The country that seems so attractive to so many Americans fatigued by Trump, racism, and conservative politics is not immune to the violent nationalism that plagues its southern neighbors. For the Globe and Mail, Shannon Carranco and Jon Milton examine some 150,000 messages posted on a video game app to expose the new Canadian far-right’s attempts to expand its network, recruit members, and influence politics. Better educated and organized than past generations, this new generation of racist, anti-immigrant, sexist homophobes aims to create a white ethno-state. Rather than paraphrase the nationalists’ vitriol, the Globe chose “transparency and accuracy” by including direct transcripts of offensive conversations in order, the paper writes, to paint “a disturbing portrait of a virulent subculture that speaks in a graphic, hate-fuelled vernacular.” This is excellent reporting.

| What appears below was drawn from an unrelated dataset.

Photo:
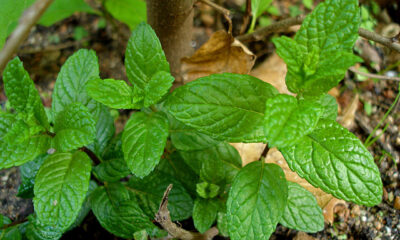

Not long ago, the far right seemed a negligible force. In 2014, CSIS declared on its website that right-wing extremism was not a significant problem in Canada. In part, that lack of concern reflected a view of the far right as self-defeatingly fractious. Groups tended to spring up – and disappear – with regularity, often destroyed by infighting. They were dismissed as an ineffectual rump of high-school dropouts who couldn’t effectively organize anything.
According to Barbara Perry, a professor at the University of Ontario Institute of Technology and a leading expert on the far right in Canada, the threat of far-right violence here is often underestimated. Between 1985 and 2015, her research shows, roughly 120 violent incidents in Canada could be attributed to far-right groups and individuals. That compares, she says, with a relative handful of incidents that can be attributed to Islamist-inspired suspects, who tend to draw far more intense scrutiny from police and intelligence agencies.
Among the most horrific examples in recent years were a deliberate attack on police in New Brunswick in 2014, in which three officers were killed; and a shooting at a Quebec City mosque in January, 2017, that left six people dead. In both cases, the men convicted of the killings had been radicalized online.